O fardo de Floyd foi não ter farda

Junho 04, 2020

A propósito do homicídio de George Floyd, escreve André Ventura no Twitter que com ele ofender polícias vai-se acabar. Isto do nós contra eles é uma maravilha. E eu a pensar que a polícia era um dos garantes da dignidade dos cidadãos. Não que discorde da necessidade de respeito pelas forças de segurança, bem como do reforço de meios e condições, mas será que o candidato-a-tudo também pretende acabar com a corrupção, crime e violência policiais ou o seu propósito é instaurar um estado policial onde as forças de segurança pública sejam inimputáveis? Onde é que já vimos isto?

Micropost [45] Ventura e a Rixa

Maio 26, 2020

Nas redes sociais André Ventura aproveita uma rixa envolvendo indivíduos ciganos para fazer política, afirmando que não quer contribuir com os seus impostos para esta comunidade. O deslize discursivo óbvio. Se A então B. Não há contexto, só apropriação de atos com fins racistas. Na dúvida sobre a intenção de Ventura, pense: porque uma rixa de ciganos merece um comentário político e uma rixa entre vizinhos por causa de um pedaço de terra não? Porque há um caldo racial que convém aproveitar. Já agora, nós também pagamos o salário do Sr. Deputado e pagámos o seu doutoramento na Irlanda, com os nossos impostos. Chama-se Democracia, senhor.

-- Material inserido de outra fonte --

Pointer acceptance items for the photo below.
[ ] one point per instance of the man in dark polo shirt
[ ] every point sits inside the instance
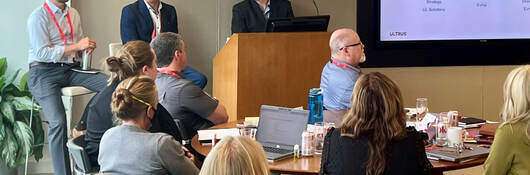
(183, 99)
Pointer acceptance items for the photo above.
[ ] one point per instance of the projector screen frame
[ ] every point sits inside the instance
(433, 52)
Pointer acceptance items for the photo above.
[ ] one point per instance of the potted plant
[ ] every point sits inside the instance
(17, 139)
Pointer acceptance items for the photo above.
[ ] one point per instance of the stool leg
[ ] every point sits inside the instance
(30, 122)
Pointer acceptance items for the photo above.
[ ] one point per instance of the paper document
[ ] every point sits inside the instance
(219, 133)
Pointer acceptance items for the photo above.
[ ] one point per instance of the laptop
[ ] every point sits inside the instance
(279, 129)
(450, 154)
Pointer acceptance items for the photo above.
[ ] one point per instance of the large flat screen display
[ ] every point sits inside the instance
(421, 20)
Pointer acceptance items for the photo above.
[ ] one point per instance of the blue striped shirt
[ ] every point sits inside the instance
(45, 42)
(337, 84)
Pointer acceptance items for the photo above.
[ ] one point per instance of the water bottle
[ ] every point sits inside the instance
(315, 106)
(87, 59)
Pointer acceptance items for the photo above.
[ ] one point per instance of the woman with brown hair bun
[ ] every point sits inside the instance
(129, 148)
(373, 139)
(134, 58)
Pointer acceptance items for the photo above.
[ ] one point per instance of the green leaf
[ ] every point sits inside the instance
(2, 81)
(38, 136)
(23, 103)
(7, 111)
(24, 83)
(24, 138)
(2, 129)
(3, 66)
(9, 149)
(10, 79)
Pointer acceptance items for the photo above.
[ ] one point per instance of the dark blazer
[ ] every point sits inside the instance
(247, 16)
(347, 155)
(136, 22)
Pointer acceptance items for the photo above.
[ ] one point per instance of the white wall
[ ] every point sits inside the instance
(14, 41)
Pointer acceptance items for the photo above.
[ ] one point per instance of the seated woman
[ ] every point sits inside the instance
(134, 58)
(236, 156)
(373, 139)
(129, 148)
(510, 152)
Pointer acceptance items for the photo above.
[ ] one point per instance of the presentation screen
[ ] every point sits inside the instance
(420, 20)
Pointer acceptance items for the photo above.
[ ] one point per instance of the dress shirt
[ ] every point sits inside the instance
(155, 17)
(337, 84)
(45, 42)
(267, 9)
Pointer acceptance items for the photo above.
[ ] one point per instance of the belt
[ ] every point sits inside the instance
(33, 64)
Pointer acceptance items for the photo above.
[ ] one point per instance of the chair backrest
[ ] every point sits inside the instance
(76, 147)
(183, 132)
(113, 48)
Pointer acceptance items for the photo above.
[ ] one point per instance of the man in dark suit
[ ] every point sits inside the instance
(252, 15)
(145, 19)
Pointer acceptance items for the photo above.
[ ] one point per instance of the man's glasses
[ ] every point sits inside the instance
(351, 45)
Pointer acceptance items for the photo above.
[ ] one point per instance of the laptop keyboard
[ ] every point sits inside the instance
(276, 150)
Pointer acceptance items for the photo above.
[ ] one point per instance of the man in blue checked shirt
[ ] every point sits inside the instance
(340, 73)
(56, 38)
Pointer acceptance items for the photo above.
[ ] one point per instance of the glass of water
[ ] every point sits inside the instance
(442, 123)
(421, 108)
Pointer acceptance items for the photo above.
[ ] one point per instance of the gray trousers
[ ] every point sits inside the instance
(45, 83)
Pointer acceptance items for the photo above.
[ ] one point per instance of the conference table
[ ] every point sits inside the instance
(311, 164)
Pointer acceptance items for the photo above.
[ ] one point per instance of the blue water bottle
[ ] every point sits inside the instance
(315, 106)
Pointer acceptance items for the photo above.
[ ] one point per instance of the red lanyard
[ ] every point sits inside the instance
(57, 24)
(153, 35)
(164, 71)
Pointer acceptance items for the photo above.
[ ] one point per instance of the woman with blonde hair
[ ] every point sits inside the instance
(373, 139)
(134, 58)
(129, 148)
(236, 156)
(510, 152)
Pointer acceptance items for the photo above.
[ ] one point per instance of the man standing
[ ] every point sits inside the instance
(341, 72)
(252, 15)
(145, 19)
(56, 37)
(183, 99)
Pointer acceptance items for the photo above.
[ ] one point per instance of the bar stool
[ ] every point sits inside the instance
(75, 99)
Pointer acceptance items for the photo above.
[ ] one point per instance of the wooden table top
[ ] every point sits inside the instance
(311, 165)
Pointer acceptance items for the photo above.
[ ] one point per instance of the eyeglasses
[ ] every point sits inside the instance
(351, 45)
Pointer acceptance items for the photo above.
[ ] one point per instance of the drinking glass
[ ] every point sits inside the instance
(442, 123)
(421, 108)
(248, 132)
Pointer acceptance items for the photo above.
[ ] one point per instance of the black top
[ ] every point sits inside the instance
(347, 155)
(99, 120)
(248, 17)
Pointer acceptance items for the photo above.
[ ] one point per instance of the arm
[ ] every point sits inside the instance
(173, 158)
(238, 22)
(199, 102)
(128, 25)
(500, 158)
(219, 115)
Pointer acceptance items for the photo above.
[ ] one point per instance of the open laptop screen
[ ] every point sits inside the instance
(281, 127)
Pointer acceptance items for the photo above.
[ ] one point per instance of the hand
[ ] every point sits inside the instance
(189, 155)
(76, 133)
(86, 44)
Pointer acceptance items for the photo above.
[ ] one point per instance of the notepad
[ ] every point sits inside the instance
(206, 136)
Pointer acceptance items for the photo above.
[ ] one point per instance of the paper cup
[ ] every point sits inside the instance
(454, 136)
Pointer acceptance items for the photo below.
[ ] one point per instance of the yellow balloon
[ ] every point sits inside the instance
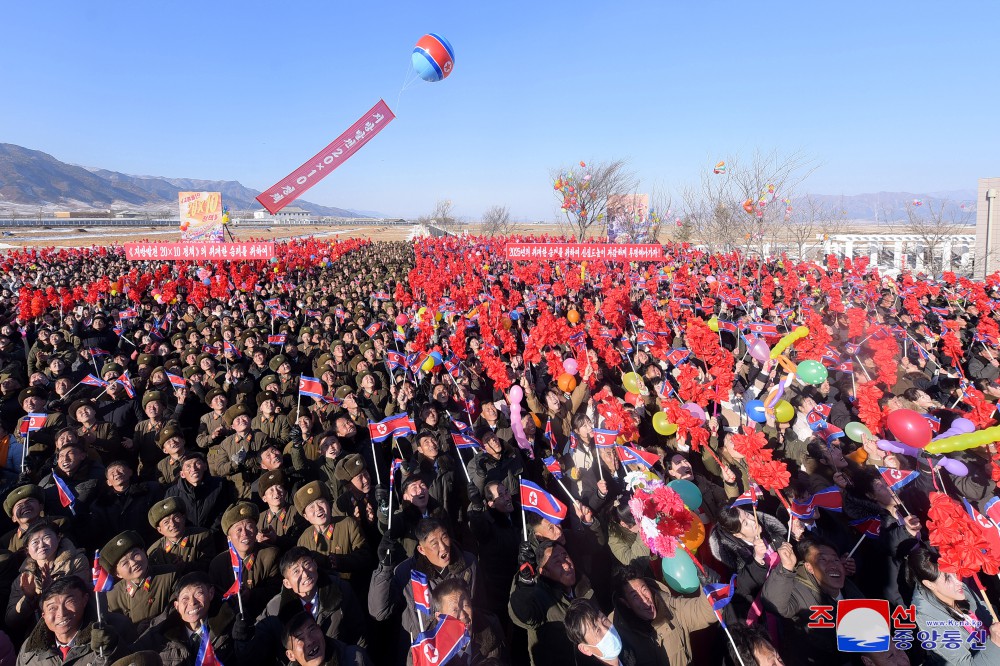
(632, 382)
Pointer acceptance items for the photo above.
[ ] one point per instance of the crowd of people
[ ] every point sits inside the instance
(360, 446)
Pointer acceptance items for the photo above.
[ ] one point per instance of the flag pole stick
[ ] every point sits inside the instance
(378, 476)
(857, 545)
(524, 519)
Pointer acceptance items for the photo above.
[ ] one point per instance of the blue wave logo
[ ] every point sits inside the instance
(850, 644)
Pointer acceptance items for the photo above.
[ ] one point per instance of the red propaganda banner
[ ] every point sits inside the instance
(199, 250)
(584, 251)
(292, 186)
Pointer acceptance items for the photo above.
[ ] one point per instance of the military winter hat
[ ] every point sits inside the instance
(150, 396)
(273, 478)
(168, 433)
(234, 411)
(236, 513)
(349, 467)
(161, 510)
(20, 493)
(308, 494)
(118, 547)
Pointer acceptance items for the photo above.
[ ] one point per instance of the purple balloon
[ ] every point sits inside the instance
(963, 426)
(956, 467)
(695, 410)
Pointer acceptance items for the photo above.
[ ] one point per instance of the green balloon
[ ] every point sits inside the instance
(855, 431)
(812, 372)
(690, 493)
(679, 572)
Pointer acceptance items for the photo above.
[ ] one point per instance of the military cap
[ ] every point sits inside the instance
(267, 380)
(169, 432)
(236, 513)
(162, 509)
(31, 392)
(142, 658)
(151, 396)
(266, 395)
(234, 411)
(276, 362)
(77, 404)
(213, 394)
(349, 467)
(308, 494)
(119, 547)
(274, 477)
(20, 493)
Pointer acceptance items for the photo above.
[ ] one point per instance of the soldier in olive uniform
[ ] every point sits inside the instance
(261, 578)
(182, 547)
(142, 592)
(236, 458)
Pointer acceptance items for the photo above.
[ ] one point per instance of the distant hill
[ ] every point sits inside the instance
(33, 179)
(891, 207)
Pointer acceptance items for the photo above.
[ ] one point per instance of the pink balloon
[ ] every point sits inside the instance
(695, 410)
(760, 351)
(910, 427)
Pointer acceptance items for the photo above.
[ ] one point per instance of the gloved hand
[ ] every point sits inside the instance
(382, 498)
(385, 549)
(102, 637)
(242, 630)
(527, 566)
(238, 457)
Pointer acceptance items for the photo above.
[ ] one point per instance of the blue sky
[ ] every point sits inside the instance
(885, 96)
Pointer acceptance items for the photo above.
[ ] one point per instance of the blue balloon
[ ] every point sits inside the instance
(756, 411)
(433, 57)
(679, 572)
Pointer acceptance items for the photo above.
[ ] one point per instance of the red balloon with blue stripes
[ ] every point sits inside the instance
(433, 57)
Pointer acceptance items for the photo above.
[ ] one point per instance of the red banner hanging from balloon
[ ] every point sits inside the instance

Micropost [41] Infetados políticos

Abril 24, 2020

Inflação e aumento exponencial do desemprego é uma realidade em grande parte dos países. Portugal mantém-se, para já, numa situação controlada. É, portanto, incompreensível os ataques ao governo. Da parte de determinados políticos é expectável, tal o ímpeto populista. Da parte dos empresários também, pois em tempos de crise o biberão do Estado calha sempre bem. Da parte dos cidadãos, particularmente em determinados termos pouco lúcidos, é sinal de que o confinamento já está a gerar efeitos psicológicos, levando as pessoas a acreditarem em soluções não democráticas. Desconfiança e medo sempre parem autoritarismos. 

A libertação de presos

Abril 13, 2020

Ao contrário do político André Ventura, diz o académico André Ventura que em Portugal temos um problema de "populismo judiciário". Sendo um país com uma taxa de criminalidade das mais baixas da Europa, é um dos países que mais prende e por mais tempo. Isto porque o objetivo não é a reinserção social, mas a demonstração do poder dos tribunais. Ou seja, a máxima força diante dos mais fracos. Acresce que muitos dos presos até 2 anos não o deveriam estar, pois são cidadãos que não conseguiram pagar multas.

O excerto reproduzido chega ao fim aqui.